Making Los Angeles more water independent has long been a concern of Mayor Eric Garcetti’s office, with a special focus on revitalizing the Los Angeles River. In line with these efforts, the biennial offered a specific glimpse into its already vibrant history—one that largely goes unseen.

For example, Refik Anadol and Peggy Weil’s video work UnderLA projected photographic images of the sedimentary layers beneath the city’s aquifers onto the concrete banks of the river near the First Street Bridge, revealing a geological context to the river’s origins. Similarly, Kerry Tribe’s film Exquisite Corpse, which was screened outdoors at Sunnynook River Park, captures one mile of the river per minute from Canoga Falls to the Glendale Narrows, to the shore of Long Beach. Each shot reveals the life of the river and its inhabitants, including cats, homeowners, historic graffiti-writers, firefighters, and skateboarders, as well as the landscape itself.

While many of the works were more conceptual than formal, some were sculptural and involved many hands to make them happen. Teresa Margolles’s considerable concrete structure La Sombra (The Shade) at Echo Park Lake is a monument to lives lost in Los Angeles. The artist commissioned a team to wash the sites of 100 individual murders throughout the city—of 975 committed between January 1, 2015 and July 1, 2016—then retrieved and used that water and the material it absorbed to mix the cement that was used to build her sculpture. The result is an enormous object that is both ominous and inviting, offering respite from the sun. Video documentation of the process was screened at local businesses around the Echo Park area, including a barber shop and a thrift store.

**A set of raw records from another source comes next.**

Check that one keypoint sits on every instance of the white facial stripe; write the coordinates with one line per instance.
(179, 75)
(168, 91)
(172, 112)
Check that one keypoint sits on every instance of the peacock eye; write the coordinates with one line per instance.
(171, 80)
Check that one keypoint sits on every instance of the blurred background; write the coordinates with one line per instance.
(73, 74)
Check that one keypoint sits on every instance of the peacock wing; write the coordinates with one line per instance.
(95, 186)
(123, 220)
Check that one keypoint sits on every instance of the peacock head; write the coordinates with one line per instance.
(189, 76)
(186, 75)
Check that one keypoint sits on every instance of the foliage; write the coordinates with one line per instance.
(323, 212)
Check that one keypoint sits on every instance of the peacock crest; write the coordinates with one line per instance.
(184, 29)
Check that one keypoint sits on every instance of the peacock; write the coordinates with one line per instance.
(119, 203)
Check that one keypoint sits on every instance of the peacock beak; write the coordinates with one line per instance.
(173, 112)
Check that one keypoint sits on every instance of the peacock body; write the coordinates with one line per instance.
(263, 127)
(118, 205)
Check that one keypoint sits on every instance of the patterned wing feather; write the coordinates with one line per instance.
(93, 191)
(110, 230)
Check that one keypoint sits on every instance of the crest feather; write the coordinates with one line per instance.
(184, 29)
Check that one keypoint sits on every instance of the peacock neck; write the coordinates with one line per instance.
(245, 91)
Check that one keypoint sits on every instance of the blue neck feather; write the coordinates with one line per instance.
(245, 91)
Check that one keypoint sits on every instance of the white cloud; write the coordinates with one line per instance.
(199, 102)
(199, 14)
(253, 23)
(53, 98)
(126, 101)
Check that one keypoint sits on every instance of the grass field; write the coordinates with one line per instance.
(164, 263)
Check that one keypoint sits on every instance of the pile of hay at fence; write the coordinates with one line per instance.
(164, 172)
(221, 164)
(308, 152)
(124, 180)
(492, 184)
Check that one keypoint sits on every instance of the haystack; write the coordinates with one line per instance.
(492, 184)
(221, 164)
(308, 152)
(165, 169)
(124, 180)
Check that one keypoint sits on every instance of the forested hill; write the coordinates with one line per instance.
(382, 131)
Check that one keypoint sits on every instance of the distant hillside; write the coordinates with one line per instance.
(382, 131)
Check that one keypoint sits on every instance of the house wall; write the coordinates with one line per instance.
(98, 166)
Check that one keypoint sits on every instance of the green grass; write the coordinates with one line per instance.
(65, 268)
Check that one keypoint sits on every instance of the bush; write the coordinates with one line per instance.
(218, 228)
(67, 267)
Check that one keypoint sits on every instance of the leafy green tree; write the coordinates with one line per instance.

Community-wide inclusion and representation were key.

Ambitious and far-reaching, CURRENT:LA Water aimed to catalyze long-term engagement within the city and among its residents. “It’s about the excitement of the individual works, then seeing them put together as a whole, and hoping that Angelenos discover something about themselves, something about their city, and something about each other in the course of experiencing this particular project,” said Levin.

The dialogues that began at the biennial are a means for continued civic engagement, as well as an innovative way for the public to learn about the city’s history and, together, imagine its future.